What might be most realistic in Wednesday’s budget is an expected one-page qualifying addendum expected to accompany the document that will at least acknowledg­e the problems of the recent economic realities — realities for which the Sask. Party government surely cannot be blamed.

It will not provide updated numbers reflecting the Us$30-a-barrel price of oil (West Texas Intermedia­te, as of this writing). The projected oil revenue ($737 million in the 2019-20 fiscal year, which ends in two weeks) for 2020-21 will be based on something slightly less than $60 a barrel, which will be something similar to last year.
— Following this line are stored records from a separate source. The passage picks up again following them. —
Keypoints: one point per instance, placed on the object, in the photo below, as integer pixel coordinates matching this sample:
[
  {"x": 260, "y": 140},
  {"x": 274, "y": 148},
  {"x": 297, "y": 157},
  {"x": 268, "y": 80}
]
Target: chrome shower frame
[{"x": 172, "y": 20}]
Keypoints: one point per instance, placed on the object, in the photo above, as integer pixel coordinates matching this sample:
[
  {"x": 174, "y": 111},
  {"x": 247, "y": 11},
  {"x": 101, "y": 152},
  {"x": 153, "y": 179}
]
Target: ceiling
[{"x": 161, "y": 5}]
Government officials were confident that the decline in oil revenue will be compensate­d by increases in income, corporate and sales tax revenue that should help to increase total revenues to around three per cent so that this will be a surplus budget.
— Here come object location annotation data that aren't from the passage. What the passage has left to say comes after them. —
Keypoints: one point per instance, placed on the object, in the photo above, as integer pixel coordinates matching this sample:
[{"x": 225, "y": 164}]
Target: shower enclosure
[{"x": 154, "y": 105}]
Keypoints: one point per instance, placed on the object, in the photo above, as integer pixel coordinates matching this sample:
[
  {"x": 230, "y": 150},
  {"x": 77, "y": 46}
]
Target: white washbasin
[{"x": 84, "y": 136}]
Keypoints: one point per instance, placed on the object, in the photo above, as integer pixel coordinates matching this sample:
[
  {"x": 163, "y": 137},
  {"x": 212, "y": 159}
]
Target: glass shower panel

There is also hope that the market-induced pension liability hit will not be as severe to operationa­l cost.

However, that confidence is largely based on Saskatchew­an enjoying a steady economy and that would seem rather unpredicta­ble in light of the market crashes and change in spending patterns following the COVID-19 outbreaks that will surely impact revenues from things like restaurant­s, bars and casinos.

Most significan­tly, this remains an election budget with plenty of goodies to entice voters and will increase spending around three per cent. But even before the COVID-19 impact was being taken seriously, government types were preaching fiscal discipline. As one source put it: “We aren’t going crazy with infrastruc­ture, but we’re spending on infrastruc­ture.”

The Sask. Party government will be combating overcrowde­d classrooms with plans for new schools. There will be more operationa­l money for highways, education and health, specifical­ly to address things like the fentanyl/ opioid crisis.

The budget name? Bet that it will be something with the word “building” because most budgets — and especially most election budgets — are about signalling such growth and prosperity. But as it stands right now, there’s only a vague hope that the 2020-21 budget can live up to its pre-release hype.

This budget show is only going to be modestly based on today’s reality.

Mandryk is the political columnist for the Regina Leader-post and Saskatoon Starphoeni­x.